Scalia left private practice for academia in 1967, and he bounced between higher education and government service over the next 14 years. He was a law professor at the University of Virginia and University of Chicago and a visiting professor at Georgetown University and Stanford. He also served as the general counsel of the Office of Telecommunications Policy, Executive Office of the President under President Nixon; chairman, U.S. Administrative Conference; and assistant attorney general, Office of Legal Counsel, Department of Justice. He was appointed to the U.S. Court of Appeals, District of Columbia Circuit, by President Reagan in 1982. Four years later, President Reagan nominated Scalia to the United States Supreme Court, where he is currently the second-most senior justice.
Since his tenure on the Supreme Court began, Scalia has participated in a plethora of landmark decisions, including:
• In Planned Parenthood of Southeastern Pennsylvania v. Casey, 505 U.S. 833 (1992), Scalia argued that Roe v. Wade should be overturned because there is no constitutionally cognizable liberty to abort a pregnancy.
• In Lawrence v. Texas, 539 U.S. 558 (2003), he dissented and argued that a Texas statute outlawing sodomy was a rational means to protect the legitimate state interest of preserving sexual morality.
• In Kyllo v. United States, 533 U.S. 27 (2001), Scalia wrote for the majority in a 5-4 decision that held the government could not use thermal imaging to detect the growth of marijuana plants in a home.
• In Crawford v. Washington, 541 U.S. 36 (2004), Scalia interpreted the confrontation clause of the Sixth Amendment to make any “testimonial” out-of-court statements inadmissible if the accused did not have the opportunity to cross-examine that accuser and that accuser was unavailable at trial.
• In R.A.V. v. City of St. Paul, 505 U.S. 377 (1992), Scalia concluded that a “hate speech” statute was unconstitutional because it prohibited speech based on content. He came to the same conclusion in Republican Party of Minnesota v. White, 536 U.S. 765 (2002), which attempted to prohibit candidates for judicial offices from announcing their views on legal or political issues.
• Last term, in District of Columbia v. Heller, 128 S. Ct. 2783 (2008), Scalia found in a 5-4 opinion that the city’s restrictions on handguns violated the Second Amendment.
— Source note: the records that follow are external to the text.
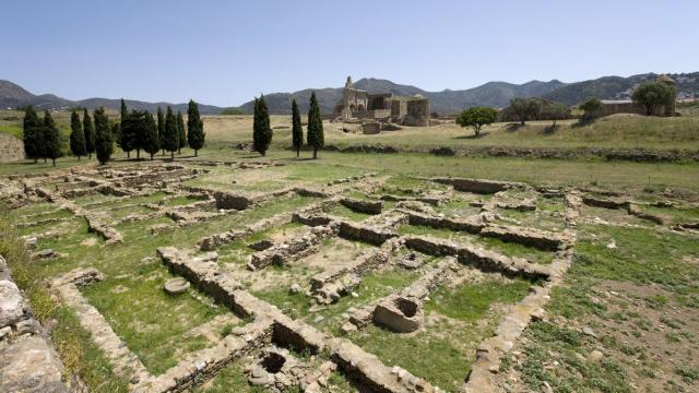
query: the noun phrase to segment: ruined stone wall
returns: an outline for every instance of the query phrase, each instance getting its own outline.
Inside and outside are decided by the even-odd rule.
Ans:
[[[21,140],[0,133],[0,163],[24,159],[24,143]]]
[[[411,99],[406,103],[407,114],[403,126],[429,127],[429,102],[427,98]]]

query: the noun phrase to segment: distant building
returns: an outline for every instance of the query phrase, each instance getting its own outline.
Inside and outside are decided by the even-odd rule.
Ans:
[[[673,92],[677,94],[677,83],[667,75],[660,75],[655,79],[655,82],[662,82],[673,88]],[[668,105],[662,105],[653,108],[651,116],[675,116],[675,99],[673,98]],[[600,108],[600,117],[609,116],[614,114],[637,114],[647,115],[645,106],[633,103],[631,99],[602,99],[602,107]]]
[[[351,119],[390,121],[402,126],[429,126],[429,102],[415,95],[400,97],[392,93],[370,94],[355,88],[347,76],[342,103],[335,106],[335,117]]]

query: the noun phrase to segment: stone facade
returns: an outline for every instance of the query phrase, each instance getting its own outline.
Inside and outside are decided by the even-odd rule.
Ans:
[[[429,100],[419,95],[399,97],[392,93],[370,94],[355,88],[352,78],[347,76],[342,103],[335,107],[335,117],[343,121],[381,120],[403,126],[429,127]]]

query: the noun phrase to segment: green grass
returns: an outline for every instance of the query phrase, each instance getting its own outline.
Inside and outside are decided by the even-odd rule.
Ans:
[[[328,213],[331,215],[342,217],[342,218],[347,218],[350,221],[357,222],[357,223],[371,217],[371,214],[355,212],[352,209],[342,204],[339,204]]]
[[[500,239],[471,235],[465,231],[455,231],[446,228],[433,228],[422,225],[402,225],[395,231],[399,235],[419,235],[449,239],[462,243],[473,243],[482,246],[488,250],[508,257],[523,258],[532,263],[549,264],[555,257],[554,252],[541,251],[533,247],[528,247],[514,242],[506,242]]]
[[[513,303],[522,299],[531,283],[516,279],[502,283],[488,279],[477,284],[460,285],[457,288],[439,287],[425,303],[425,310],[474,323],[482,319],[494,302]]]
[[[351,334],[351,340],[388,367],[401,366],[441,389],[455,392],[475,361],[477,345],[494,333],[501,319],[498,312],[489,312],[490,306],[516,302],[528,289],[529,283],[523,281],[440,287],[425,305],[425,312],[431,318],[424,330],[399,334],[369,324]],[[439,314],[452,319],[434,319]]]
To help lawyers before the Court, or before any Court, he co-wrote a book in 2008 called Making Your Case: The Art of Persuading Judges. The book includes a play-by-play of how to develop solid arguments, how to write high quality briefs, and what to do, and not do, at oral argument.
Outside of the court room, Scalia’s interests are varied. He is an avid outdoorsman, often hunting and fishing in his spare time. He is also an avid fan of the opera, not only attending but sometimes performing alongside good friend Justice Ruth Bader Ginsburg.